The Sultan was not averse to the mother teaching her son. He was a shrewd man, if savage and cruel. And that France from where the girl came was growing ever more powerful. It would be to the boy's advantage to learn all the arts and cunning of his mother's people.
The Sultan Casim gave Annette but one present that she took from him willingly; a sandalwood bureau with shelves and drawers and little sliding panels, an elaborately carved and handsome piece of furniture; stocked with slate and pencil, paper, quills and ink—such as the priests at the mosques used themselves. For this strange girl who hated him had more learning than all the priests put together.
But, for all that, the youngster had to sit at their feet at appointed times, and be taught all the Sultan had ever been taught, to read and write, and recite scraps from the Koran, and to be a true Moslem.
Annette hated this wild, profligate religion, and into her son she tried to instil her own Roman Catholic faith.
But at eight years, although he learnt with avidity all her other teachings, he laughed at her religion.
"Yours is a woman's religion, little mother," he said one day. "It's all right for you—a religion that prays to a woman, but it is not suitable for men. Give me my father's religion. A religion where men rule. In that, one does not bow the knee to a woman. A good religion, my father's, fierce and strong, of love and fighting, not a puling thing where one prays to a woman and a babe. No, little mother, keep your religion, and be happy with it. I prefer my father's and my own."

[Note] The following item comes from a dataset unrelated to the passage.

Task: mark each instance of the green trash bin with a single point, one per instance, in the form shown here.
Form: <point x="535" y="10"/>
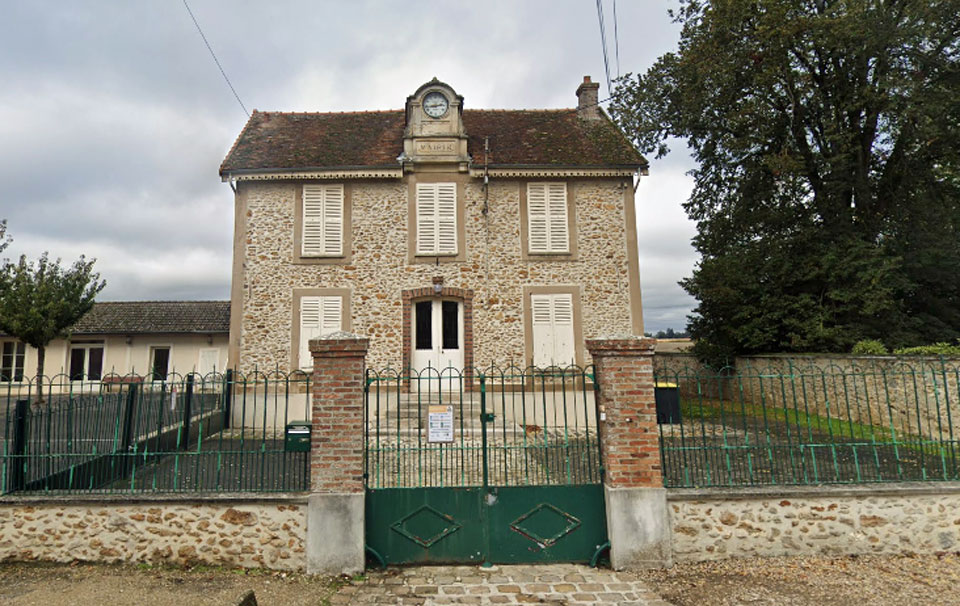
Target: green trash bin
<point x="667" y="396"/>
<point x="297" y="437"/>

"Raoul, my son, you mustn't forget the white side when you are with the Sultan," she said gently, a touch of chiding in her sad voice.
The boy looked at her speculatively, knowing already that his mother had no affection for the man he called "father."
"You should be proud, not sorry, to be the Sultan's wife," he remarked. "It is an honour for any woman to be loved by the Sultan. Even a woman as lovely and learned as you, little mother."
At twenty-seven Annette was even more beautiful than on the day the Sultan Casim Ammeh first saw her; but more fragile and ethereal. Although her captor's fancy often strayed to other women, he never lost his passion for her.